Présent au bloc opératoire, il est là pour faire respecter les volontés de la famille et du défunt. Et même une fois les organes greffés, il reste en lien avec les familles. « Nous prenons en charge un patient qu’on ne connaîtra jamais. Et malgré cela, du début à la fin, on prendra soin de lui », glisse l’infirmier qui espère que « le public percevra que le don d’organes correspond à des histoires humaines qui s’enchevêtrent et que ce geste fait porter l’espoir d’une autre vie pour les personnes transplantées ».

 

Don d’organes : tous donneurs présumés

En France, nous sommes tous considérés comme des donneurs d’organes présumés après notre mort si nous n’avons pas exprimé notre refus. Aujourd’hui seulement 150 000 Français sont inscrits sur le Registre national des refus, un document obligatoirement consulté avant d’envisager un prélèvement.
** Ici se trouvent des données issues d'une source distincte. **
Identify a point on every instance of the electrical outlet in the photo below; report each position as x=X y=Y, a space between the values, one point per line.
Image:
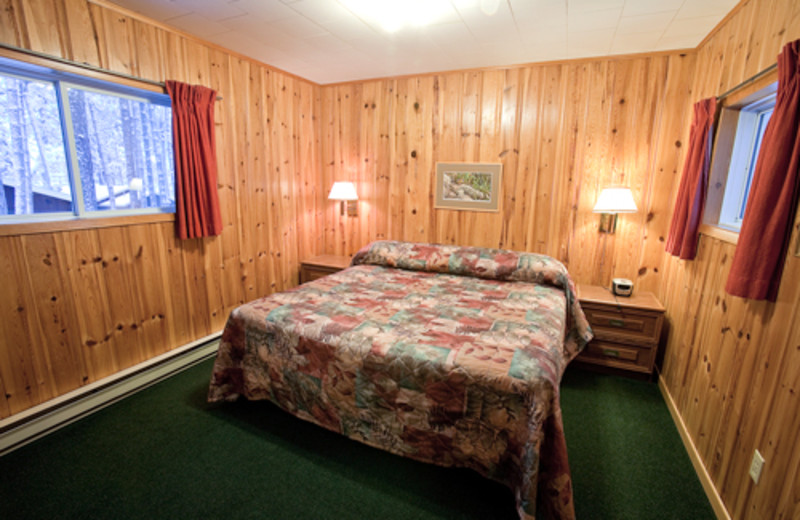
x=756 y=466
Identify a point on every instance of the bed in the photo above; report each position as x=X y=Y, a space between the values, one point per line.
x=445 y=354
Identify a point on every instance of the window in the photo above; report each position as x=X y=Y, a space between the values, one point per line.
x=75 y=146
x=736 y=147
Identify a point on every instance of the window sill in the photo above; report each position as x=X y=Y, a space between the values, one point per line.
x=719 y=233
x=54 y=226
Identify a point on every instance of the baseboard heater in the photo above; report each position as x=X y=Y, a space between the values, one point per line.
x=36 y=422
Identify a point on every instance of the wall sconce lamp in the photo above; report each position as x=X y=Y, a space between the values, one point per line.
x=345 y=192
x=611 y=201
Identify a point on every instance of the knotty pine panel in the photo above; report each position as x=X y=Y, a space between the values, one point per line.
x=562 y=132
x=733 y=365
x=81 y=305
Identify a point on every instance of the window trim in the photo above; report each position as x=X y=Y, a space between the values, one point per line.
x=724 y=136
x=119 y=85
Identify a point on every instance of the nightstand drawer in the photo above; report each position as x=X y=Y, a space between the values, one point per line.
x=623 y=326
x=639 y=359
x=310 y=273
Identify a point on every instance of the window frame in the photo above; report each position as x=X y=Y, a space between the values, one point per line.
x=64 y=76
x=721 y=153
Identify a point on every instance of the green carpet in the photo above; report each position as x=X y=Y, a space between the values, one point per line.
x=166 y=453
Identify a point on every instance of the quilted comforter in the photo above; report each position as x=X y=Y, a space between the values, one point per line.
x=445 y=354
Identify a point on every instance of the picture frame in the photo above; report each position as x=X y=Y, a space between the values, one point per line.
x=468 y=186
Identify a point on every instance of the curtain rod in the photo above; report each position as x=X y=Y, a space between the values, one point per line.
x=86 y=66
x=749 y=80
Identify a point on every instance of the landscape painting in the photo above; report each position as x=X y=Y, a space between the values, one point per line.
x=468 y=186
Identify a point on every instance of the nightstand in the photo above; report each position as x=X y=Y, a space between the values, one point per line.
x=322 y=265
x=627 y=329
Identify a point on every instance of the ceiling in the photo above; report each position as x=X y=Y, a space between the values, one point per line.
x=329 y=41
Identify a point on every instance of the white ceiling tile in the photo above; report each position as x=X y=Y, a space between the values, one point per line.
x=266 y=10
x=324 y=41
x=666 y=43
x=158 y=9
x=638 y=42
x=598 y=39
x=301 y=27
x=585 y=6
x=657 y=22
x=349 y=28
x=637 y=7
x=320 y=10
x=593 y=21
x=692 y=26
x=211 y=9
x=698 y=9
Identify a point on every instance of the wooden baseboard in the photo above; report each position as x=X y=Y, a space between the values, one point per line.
x=34 y=423
x=702 y=473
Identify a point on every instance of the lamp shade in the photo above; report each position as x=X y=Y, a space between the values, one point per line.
x=343 y=191
x=615 y=200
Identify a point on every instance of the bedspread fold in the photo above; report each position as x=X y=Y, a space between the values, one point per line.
x=431 y=362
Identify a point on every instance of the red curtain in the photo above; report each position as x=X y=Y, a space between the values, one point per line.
x=195 y=160
x=682 y=238
x=764 y=237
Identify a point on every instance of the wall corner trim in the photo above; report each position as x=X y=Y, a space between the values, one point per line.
x=702 y=473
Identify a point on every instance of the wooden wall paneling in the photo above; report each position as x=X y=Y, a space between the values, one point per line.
x=369 y=179
x=5 y=410
x=149 y=51
x=520 y=109
x=116 y=261
x=482 y=227
x=253 y=224
x=509 y=156
x=349 y=136
x=116 y=42
x=82 y=38
x=450 y=136
x=736 y=45
x=45 y=32
x=638 y=92
x=231 y=292
x=193 y=253
x=329 y=164
x=735 y=380
x=148 y=281
x=63 y=367
x=180 y=310
x=286 y=245
x=83 y=258
x=673 y=133
x=175 y=61
x=268 y=178
x=19 y=363
x=716 y=339
x=588 y=243
x=571 y=163
x=311 y=192
x=549 y=194
x=746 y=355
x=419 y=157
x=11 y=24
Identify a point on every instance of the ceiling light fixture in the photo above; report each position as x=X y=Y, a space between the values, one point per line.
x=393 y=15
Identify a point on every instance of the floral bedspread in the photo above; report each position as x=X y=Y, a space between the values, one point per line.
x=444 y=354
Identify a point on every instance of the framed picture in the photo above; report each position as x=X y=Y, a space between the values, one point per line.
x=469 y=186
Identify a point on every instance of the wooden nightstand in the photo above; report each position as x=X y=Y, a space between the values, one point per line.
x=627 y=330
x=322 y=265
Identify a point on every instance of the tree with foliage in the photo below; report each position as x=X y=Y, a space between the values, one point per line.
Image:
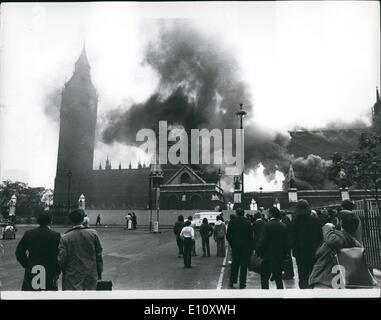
x=362 y=167
x=28 y=198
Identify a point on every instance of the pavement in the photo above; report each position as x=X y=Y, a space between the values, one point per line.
x=139 y=260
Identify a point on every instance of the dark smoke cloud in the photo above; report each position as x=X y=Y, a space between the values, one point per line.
x=52 y=104
x=200 y=86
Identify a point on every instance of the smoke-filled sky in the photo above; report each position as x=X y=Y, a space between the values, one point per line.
x=293 y=64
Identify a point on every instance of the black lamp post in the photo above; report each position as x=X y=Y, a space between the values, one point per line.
x=241 y=114
x=69 y=175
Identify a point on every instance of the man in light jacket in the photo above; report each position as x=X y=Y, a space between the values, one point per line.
x=80 y=255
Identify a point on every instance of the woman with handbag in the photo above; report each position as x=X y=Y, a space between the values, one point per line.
x=336 y=244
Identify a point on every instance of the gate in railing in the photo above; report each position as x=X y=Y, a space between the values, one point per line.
x=370 y=218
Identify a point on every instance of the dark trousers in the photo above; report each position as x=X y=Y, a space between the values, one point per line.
x=188 y=243
x=288 y=267
x=180 y=245
x=205 y=246
x=267 y=271
x=241 y=256
x=194 y=247
x=305 y=266
x=221 y=247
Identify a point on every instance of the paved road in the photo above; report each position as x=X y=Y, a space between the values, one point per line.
x=139 y=260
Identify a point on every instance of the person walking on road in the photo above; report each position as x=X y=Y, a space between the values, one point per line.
x=258 y=225
x=206 y=231
x=219 y=235
x=179 y=225
x=240 y=238
x=307 y=236
x=98 y=220
x=39 y=247
x=80 y=255
x=134 y=220
x=190 y=219
x=272 y=247
x=333 y=240
x=288 y=266
x=187 y=234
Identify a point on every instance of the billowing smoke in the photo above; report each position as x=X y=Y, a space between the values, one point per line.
x=311 y=173
x=200 y=86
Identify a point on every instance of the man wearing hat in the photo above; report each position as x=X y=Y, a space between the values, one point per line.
x=80 y=255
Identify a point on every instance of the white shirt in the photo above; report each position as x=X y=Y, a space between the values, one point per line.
x=86 y=221
x=187 y=232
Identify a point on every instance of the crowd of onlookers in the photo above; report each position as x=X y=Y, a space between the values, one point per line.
x=268 y=238
x=274 y=238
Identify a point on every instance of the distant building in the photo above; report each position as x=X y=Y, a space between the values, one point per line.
x=183 y=187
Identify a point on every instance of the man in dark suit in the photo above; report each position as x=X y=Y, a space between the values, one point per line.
x=37 y=252
x=307 y=236
x=240 y=238
x=258 y=225
x=272 y=247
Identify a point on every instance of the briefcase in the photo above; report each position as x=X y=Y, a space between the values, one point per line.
x=104 y=285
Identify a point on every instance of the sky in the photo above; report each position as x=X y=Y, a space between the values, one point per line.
x=307 y=64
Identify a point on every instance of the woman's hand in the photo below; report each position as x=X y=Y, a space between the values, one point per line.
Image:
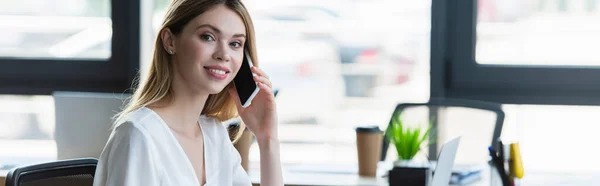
x=261 y=116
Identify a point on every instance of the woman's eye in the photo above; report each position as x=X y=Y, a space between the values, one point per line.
x=236 y=44
x=207 y=37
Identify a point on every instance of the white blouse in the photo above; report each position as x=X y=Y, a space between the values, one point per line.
x=143 y=151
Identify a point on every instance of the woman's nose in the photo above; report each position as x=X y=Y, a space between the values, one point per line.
x=222 y=54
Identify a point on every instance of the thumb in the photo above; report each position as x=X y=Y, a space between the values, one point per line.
x=234 y=95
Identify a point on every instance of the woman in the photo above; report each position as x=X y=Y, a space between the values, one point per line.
x=171 y=133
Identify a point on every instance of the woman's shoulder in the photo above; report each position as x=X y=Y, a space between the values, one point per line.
x=214 y=128
x=137 y=123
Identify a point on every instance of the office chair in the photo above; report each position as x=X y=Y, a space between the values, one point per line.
x=478 y=122
x=73 y=172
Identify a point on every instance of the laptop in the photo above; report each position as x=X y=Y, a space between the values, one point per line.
x=83 y=121
x=443 y=169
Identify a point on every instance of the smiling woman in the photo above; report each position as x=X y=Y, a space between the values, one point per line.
x=171 y=131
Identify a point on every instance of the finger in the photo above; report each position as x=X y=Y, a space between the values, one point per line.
x=259 y=72
x=262 y=79
x=234 y=95
x=266 y=89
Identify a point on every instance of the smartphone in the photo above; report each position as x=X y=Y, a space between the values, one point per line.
x=244 y=82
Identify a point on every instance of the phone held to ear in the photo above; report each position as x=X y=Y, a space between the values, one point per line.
x=244 y=82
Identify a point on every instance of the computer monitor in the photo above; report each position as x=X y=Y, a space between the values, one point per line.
x=83 y=122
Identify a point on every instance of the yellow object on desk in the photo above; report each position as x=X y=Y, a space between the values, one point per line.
x=517 y=163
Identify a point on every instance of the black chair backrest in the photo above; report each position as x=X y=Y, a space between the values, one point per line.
x=440 y=102
x=74 y=172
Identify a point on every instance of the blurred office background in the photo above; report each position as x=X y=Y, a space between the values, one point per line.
x=338 y=64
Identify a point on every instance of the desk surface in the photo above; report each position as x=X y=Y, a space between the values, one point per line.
x=304 y=177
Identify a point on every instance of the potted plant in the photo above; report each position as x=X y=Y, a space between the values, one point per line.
x=408 y=141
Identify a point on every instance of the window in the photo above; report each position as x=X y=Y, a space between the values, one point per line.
x=336 y=69
x=74 y=45
x=521 y=52
x=533 y=32
x=58 y=45
x=56 y=29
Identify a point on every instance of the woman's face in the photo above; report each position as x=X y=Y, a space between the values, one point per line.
x=209 y=50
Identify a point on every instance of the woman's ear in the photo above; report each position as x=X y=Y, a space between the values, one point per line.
x=168 y=40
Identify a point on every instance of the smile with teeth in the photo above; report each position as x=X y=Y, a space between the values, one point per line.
x=221 y=72
x=217 y=73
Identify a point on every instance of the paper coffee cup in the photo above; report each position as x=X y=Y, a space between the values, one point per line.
x=368 y=145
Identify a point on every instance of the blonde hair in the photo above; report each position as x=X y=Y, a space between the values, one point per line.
x=157 y=84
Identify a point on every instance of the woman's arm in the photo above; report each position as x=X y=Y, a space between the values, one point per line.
x=261 y=119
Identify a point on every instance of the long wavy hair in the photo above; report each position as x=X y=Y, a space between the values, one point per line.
x=157 y=84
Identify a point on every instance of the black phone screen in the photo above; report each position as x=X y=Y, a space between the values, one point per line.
x=244 y=82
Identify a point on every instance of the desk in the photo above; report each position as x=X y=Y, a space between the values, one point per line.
x=321 y=178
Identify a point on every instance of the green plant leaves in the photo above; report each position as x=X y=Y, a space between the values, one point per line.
x=408 y=141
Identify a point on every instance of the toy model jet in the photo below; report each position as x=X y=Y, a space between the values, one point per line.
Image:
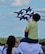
x=30 y=15
x=28 y=9
x=18 y=13
x=23 y=17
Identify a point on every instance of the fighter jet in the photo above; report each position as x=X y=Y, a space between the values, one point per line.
x=31 y=14
x=40 y=11
x=28 y=9
x=18 y=13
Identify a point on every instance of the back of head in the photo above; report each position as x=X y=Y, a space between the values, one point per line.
x=36 y=17
x=11 y=43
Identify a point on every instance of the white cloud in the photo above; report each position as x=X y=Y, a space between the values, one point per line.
x=2 y=0
x=20 y=2
x=40 y=10
x=42 y=0
x=3 y=6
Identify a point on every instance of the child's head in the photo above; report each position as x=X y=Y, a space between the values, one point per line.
x=36 y=17
x=11 y=41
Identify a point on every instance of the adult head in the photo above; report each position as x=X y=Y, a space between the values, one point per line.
x=36 y=17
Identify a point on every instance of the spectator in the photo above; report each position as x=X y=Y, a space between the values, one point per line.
x=10 y=45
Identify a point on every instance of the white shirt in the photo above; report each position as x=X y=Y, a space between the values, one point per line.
x=13 y=51
x=29 y=48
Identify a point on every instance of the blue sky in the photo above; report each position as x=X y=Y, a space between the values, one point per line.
x=10 y=25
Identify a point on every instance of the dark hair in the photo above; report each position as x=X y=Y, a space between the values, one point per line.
x=11 y=43
x=36 y=17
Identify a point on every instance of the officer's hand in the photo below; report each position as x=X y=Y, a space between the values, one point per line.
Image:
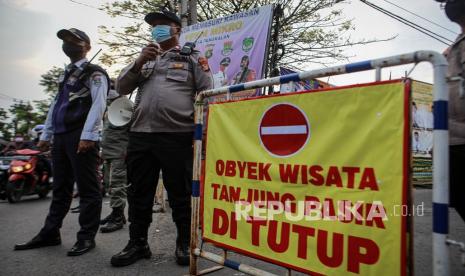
x=85 y=145
x=43 y=145
x=149 y=52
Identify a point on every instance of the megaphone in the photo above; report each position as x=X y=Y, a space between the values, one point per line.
x=120 y=111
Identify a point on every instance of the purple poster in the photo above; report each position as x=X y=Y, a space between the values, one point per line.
x=235 y=45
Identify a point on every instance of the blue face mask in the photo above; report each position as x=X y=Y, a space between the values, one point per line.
x=161 y=33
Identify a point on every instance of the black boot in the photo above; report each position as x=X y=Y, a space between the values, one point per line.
x=116 y=221
x=134 y=251
x=106 y=219
x=182 y=251
x=39 y=241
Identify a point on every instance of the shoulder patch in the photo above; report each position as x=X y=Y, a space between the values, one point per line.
x=97 y=79
x=203 y=61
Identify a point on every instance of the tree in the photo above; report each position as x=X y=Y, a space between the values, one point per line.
x=312 y=32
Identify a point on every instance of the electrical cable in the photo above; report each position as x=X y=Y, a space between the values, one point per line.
x=410 y=24
x=426 y=19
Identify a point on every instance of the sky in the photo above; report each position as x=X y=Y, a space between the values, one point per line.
x=30 y=47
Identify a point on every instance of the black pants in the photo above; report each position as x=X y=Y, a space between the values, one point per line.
x=68 y=167
x=148 y=153
x=457 y=178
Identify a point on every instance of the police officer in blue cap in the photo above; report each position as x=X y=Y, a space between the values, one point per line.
x=161 y=133
x=73 y=121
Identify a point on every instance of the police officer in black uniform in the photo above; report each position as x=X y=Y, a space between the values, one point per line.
x=161 y=133
x=73 y=120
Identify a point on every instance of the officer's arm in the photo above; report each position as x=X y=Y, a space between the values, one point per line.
x=98 y=91
x=203 y=76
x=128 y=80
x=48 y=128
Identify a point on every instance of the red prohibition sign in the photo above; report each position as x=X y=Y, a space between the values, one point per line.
x=284 y=130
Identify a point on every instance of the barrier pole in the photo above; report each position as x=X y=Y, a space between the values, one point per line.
x=440 y=147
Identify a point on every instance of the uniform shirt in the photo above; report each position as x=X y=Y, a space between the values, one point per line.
x=456 y=59
x=98 y=91
x=114 y=140
x=167 y=89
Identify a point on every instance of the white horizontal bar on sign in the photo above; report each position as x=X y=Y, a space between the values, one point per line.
x=277 y=130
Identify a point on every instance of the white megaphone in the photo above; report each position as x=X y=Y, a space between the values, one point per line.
x=120 y=111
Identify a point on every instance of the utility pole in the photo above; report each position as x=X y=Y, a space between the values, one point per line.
x=272 y=68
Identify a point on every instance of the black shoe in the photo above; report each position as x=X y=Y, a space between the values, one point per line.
x=134 y=251
x=182 y=251
x=81 y=247
x=115 y=223
x=106 y=219
x=182 y=254
x=76 y=209
x=39 y=241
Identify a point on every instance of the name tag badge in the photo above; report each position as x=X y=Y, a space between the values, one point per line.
x=177 y=66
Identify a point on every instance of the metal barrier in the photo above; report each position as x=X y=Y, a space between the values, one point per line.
x=440 y=153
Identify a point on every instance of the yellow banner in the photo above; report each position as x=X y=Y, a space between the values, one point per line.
x=311 y=181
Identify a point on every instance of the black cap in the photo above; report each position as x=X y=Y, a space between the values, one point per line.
x=62 y=34
x=225 y=61
x=164 y=14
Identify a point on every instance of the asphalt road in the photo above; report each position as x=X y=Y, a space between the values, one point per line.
x=20 y=222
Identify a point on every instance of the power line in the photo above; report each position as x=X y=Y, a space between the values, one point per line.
x=84 y=4
x=410 y=24
x=426 y=19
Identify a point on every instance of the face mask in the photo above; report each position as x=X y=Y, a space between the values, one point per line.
x=71 y=50
x=161 y=33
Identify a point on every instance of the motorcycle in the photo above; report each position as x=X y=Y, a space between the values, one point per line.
x=29 y=174
x=4 y=167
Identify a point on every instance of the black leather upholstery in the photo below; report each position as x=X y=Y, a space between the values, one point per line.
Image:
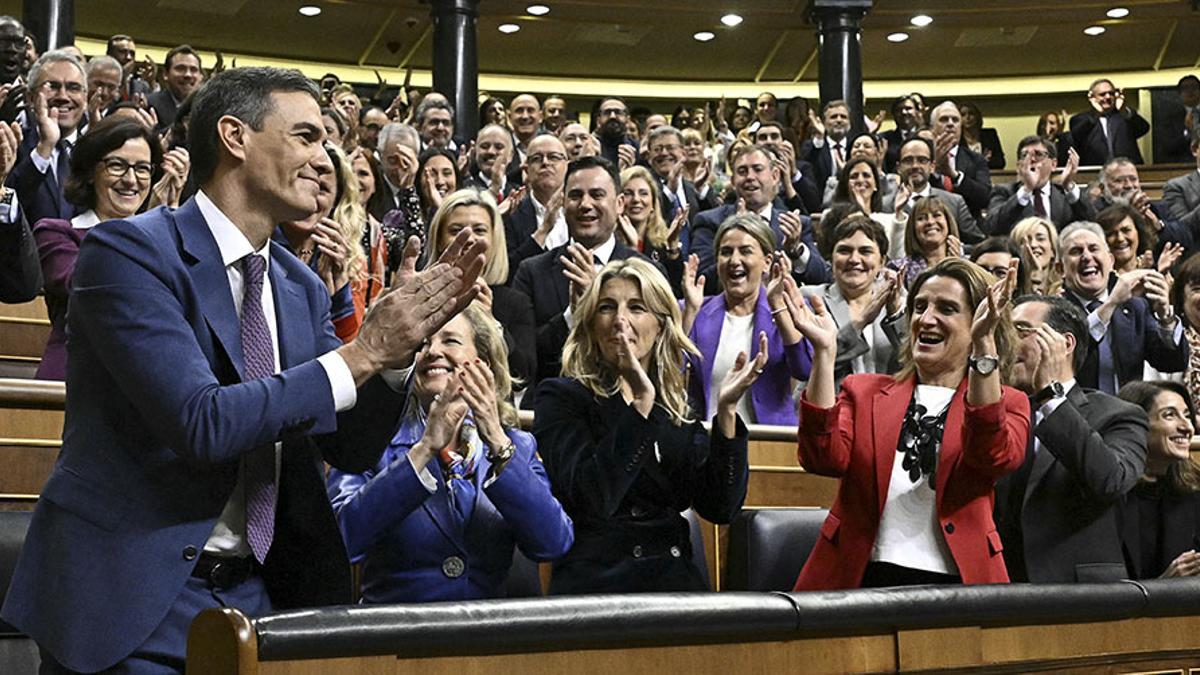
x=768 y=547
A partir du 1er janvier 2017, ce registre deviendra le moyen principal pour faire connaître son opposition. La loi prévoit également qu’un témoignage écrit et confié à un proche puisse faire valoir l’opposition du défunt. Si ce témoignage a été fait de vive-voix, la famille devra alors retranscrire à l’écrit les circonstances de la discussion, avec l’aide de l’infirmier coordonnateur, et signer le document. Des évolutions qui seront au cœur d’une nouvelle campagne nationale du 19 novembre au 4 décembre 2016.

Si dans les faits, ces nouvelles dispositions ne changeront pas grand chose, la démarche administrative prend une valeur symbolique. « La signature implique et responsabilise les proches dans la restitution qu’ils nous feront. L’enjeu est d’essayer que tout le monde se sente concerné et prenne position sur le don d’organe », estime Régis Quéré, infirmier coordonnateur à l’hôpital Necker.

Et de fait, l’enjeu est de taille. En 2014, 3 579 personnes en état de mort encéphalique auraient pu être donneuses. Mais parmi elles, seulement 1 769 ont effectivement été prélevées selon le rapport 2015 de l’Agence de la biomédecine. Pour plus de 1 100 d’entre elles, le prélèvement n’a pas eu lieu en raison du refus des proches, soit une personne sur 3. En parallèle, plus de 21 000 malades sont en attente d’une greffe, et 5 700 transplantations ont été réalisées.